For a successful Fabric adoption journey, leverage specific tools to assess, plan, and track migration tasks iteratively:

Tool typeFunctionalityTool
Discovery & AssessmentScan, analyze and classify your data estate to identify dependencies and scope complexityMicrosoft Purview Data Map, Fabric Workload Analyzer, Azure Migrate
Data IngestionMove data into Fabric environments (OneLake, Lakehouse, Warehouse, etc.)Dataflow Gen2, Pipelines, Notebooks, Eventstream
Tracking & PlanningManage the agile delivery of migration tasks and dependenciesAzure DevOps, Microsoft Planner, Excel
Governance FrameworkDefine access, compliance, ownership, and standardsMicrosoft Fabric Landing Zone Kit, Entra ID, Microsoft Purview
AutomationAutomate repetitive onboarding/configuration stepsFabric CLI, Azure CLI, Bicep, GitHub Actions

Note
Fabric CLI can be used to script workspace creation, permission assignments, pipeline deployments and more. Favor native tooling unless legacy constraints apply.

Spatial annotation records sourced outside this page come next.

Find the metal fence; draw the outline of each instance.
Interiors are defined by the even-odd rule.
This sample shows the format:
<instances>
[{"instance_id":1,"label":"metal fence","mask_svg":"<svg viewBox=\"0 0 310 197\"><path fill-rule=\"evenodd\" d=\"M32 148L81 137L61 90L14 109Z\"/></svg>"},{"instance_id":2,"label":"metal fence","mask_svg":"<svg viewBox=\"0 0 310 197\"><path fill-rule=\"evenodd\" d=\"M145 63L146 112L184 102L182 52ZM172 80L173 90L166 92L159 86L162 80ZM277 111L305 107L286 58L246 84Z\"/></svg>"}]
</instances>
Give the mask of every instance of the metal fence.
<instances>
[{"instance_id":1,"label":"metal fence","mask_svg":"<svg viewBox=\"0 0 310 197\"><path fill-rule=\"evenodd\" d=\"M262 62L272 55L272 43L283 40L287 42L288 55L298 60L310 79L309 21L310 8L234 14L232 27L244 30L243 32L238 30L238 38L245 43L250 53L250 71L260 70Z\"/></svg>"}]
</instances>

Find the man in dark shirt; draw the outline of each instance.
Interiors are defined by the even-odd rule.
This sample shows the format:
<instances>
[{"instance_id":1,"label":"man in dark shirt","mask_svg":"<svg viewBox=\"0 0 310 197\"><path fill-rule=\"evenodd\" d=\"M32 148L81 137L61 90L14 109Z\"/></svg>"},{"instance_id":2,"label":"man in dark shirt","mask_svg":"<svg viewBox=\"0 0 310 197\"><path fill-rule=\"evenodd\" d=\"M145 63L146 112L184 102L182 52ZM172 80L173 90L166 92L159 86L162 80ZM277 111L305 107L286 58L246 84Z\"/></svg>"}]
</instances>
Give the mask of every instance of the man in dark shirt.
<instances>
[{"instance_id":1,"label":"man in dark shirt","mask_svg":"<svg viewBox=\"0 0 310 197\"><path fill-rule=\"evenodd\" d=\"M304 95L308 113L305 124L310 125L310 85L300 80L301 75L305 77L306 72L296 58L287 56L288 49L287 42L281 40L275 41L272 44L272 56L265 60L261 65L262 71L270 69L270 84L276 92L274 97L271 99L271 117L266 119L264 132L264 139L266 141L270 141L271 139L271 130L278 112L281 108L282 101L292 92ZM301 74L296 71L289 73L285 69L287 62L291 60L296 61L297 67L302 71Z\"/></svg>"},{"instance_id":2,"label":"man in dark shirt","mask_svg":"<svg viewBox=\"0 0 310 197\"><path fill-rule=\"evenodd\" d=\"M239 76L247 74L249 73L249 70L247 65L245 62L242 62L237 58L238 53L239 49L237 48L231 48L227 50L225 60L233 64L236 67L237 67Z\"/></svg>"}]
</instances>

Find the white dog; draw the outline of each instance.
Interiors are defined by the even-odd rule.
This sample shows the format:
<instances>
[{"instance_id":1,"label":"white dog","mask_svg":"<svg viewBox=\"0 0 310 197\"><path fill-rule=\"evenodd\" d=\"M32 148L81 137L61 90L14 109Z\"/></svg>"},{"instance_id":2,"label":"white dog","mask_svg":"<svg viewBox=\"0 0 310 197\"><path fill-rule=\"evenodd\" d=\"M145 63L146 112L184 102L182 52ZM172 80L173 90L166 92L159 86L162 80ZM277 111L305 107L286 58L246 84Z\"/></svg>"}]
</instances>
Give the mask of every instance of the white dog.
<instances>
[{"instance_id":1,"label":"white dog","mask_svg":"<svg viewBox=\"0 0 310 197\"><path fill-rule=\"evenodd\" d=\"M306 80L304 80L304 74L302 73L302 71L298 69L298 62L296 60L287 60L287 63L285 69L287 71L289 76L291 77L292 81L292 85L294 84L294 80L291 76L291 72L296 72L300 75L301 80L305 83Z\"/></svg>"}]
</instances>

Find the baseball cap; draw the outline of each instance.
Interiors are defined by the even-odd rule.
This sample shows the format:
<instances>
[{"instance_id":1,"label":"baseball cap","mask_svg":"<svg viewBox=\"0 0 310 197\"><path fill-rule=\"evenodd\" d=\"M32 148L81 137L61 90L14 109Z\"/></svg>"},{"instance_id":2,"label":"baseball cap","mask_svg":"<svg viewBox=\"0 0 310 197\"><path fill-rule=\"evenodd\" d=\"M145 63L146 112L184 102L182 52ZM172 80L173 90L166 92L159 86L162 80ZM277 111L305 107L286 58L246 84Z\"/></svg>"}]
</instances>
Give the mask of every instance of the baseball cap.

Build your Fabric migration backlog

Organize work as an agile backlog

Use agile epics, features, and user stories to represent your migration backlog in tools like Azure DevOps or GitHub Projects:

  • Epic: Each domain or data workspace (e.g., Sales Analytics, IoT Telemetry)
  • Feature: A Fabric workload such as Lakehouse, Warehouse, Notebook, or Power BI Semantic Model
  • User story: Migrate a specific dataset or pipeline component (e.g., Sales Transactions Stream, ERP History Table)
  • Tasks: Migration activities such as ingestion config, semantic modeling, role assignment, testing

Track by business priority

Tie every backlog item to business value:

  • Define goals (e.g., replace legacy DWH, enable real-time dashboards)
  • Assign business owners
  • Capture success KPIs (e.g., reduced refresh duration, SLAs, data quality scores)

Manage for multiple tenants or regions

If your Fabric adoption includes multi-tenant or sovereign setups, segment your backlog accordingly. Use separate epics for each geography or regulatory boundary (e.g., EU Tenant, US Sovereign Fabric).

Backlog capture templates

  • Use Migration Execution Guide or create structured Excel/CSV files with:
    • Domain
    • Data product
    • Source system
    • Target Fabric workload
    • Priority
    • Dependencies
    • Status
    • Owner

You can link these backlog items directly to Fabric CLI scripts or DevOps pipelines to streamline promotion and validation.

Lifecycle integration

The Fabric migration backlog is not static. Continuously evolve the backlog during assessment, remediation, testing, and go-live iterations.

Consider maintaining the backlog in a Git repo alongside deployment Bicep templates and YAML pipelines for traceability and automation.